It should be noted that, the sequence of the steps of the method for displaying the value of the data asset provided in the embodiment of the present application may be appropriately adjusted, and the steps may also be increased or decreased according to the circumstances, and any method that can be easily conceived by a person skilled in the art within the technical scope disclosed in the present application should be included in the protection scope of the present application, and therefore, the details are not repeated.

Fig. 12 is a schematic structural diagram of a value display device for a data asset according to an embodiment of the present application. The apparatus may be for a computer device or a client on a computer device. As shown in fig. 12, the apparatus 120 includes:

an obtaining module 1201, configured to obtain a data set corresponding to a data asset, where the data asset is an asset existing in a data form.

The first determining module 1202 is configured to invoke a data asset analysis model, and determine a data quality value level and a data application value level of the data set, where the data asset analysis model is a calculation model that determines the data quality value level and the data application value level through at least two kinds of data quantization indexes.

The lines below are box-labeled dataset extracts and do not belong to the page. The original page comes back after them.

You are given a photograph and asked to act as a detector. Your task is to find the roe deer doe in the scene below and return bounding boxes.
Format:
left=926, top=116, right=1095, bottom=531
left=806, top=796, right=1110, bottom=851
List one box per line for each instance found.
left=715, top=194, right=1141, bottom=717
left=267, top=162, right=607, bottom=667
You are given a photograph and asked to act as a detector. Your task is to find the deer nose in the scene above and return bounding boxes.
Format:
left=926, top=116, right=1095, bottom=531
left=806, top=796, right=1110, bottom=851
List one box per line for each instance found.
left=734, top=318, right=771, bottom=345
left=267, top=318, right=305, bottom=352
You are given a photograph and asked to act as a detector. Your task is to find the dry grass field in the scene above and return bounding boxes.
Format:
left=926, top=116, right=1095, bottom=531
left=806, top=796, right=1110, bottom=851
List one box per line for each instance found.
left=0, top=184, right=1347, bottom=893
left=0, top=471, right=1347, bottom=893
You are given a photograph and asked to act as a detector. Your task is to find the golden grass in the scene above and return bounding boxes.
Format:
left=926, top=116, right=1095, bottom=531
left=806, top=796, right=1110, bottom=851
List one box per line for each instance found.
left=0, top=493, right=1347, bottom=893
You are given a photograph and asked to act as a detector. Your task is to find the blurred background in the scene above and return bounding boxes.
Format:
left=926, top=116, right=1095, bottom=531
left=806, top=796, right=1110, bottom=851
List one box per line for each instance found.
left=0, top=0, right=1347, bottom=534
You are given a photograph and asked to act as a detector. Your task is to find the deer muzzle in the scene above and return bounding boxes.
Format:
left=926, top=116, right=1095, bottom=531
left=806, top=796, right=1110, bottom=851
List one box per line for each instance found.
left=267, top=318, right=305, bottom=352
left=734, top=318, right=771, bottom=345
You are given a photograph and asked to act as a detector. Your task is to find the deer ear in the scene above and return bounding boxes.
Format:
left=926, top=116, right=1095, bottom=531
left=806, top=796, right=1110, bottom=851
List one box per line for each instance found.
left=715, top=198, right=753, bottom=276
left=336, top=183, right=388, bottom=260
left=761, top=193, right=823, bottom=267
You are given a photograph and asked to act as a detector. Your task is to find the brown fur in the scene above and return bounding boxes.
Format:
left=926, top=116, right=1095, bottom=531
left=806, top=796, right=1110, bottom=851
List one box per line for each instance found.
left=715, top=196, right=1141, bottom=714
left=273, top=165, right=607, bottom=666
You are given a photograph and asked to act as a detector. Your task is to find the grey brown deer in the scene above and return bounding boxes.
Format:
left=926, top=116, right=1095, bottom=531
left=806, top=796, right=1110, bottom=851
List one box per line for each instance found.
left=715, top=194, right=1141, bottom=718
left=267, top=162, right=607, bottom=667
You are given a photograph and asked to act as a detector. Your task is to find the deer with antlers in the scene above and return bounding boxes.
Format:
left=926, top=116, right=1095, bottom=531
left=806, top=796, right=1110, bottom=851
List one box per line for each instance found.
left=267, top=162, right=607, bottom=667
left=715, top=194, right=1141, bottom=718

A second determining module 1203 is configured to determine a data asset value level of the data set according to the data quality value level and the data application value level.

A display module 1204 for displaying the data asset value ratings in a user interface.

In summary, the value display apparatus for data assets provided in the embodiments of the present application determines the value grade of the data assets of the data set through the data asset analysis model. Since the data asset value grade of the data set is determined by the second determination module according to the data quality value grade and the data application value grade, the data asset value grade of the data set can reflect the value of the data asset in the quality aspect of the data and the value of the data in the application aspect of the data. Information collection and analysis need not be performed manually in determining the value of a data asset. The efficiency of determining the value of the data asset is improved. The method for determining the value of the data asset provided by the embodiment of the application can enable the owner of the data asset to clearly know the value of the data asset in charge and cause the problem of low value of the data asset. And then can be used for symptomatic medicine administration, and the value of the data assets is continuously improved. The method is favorable for the assets of the data and the value preservation and increment of the data assets.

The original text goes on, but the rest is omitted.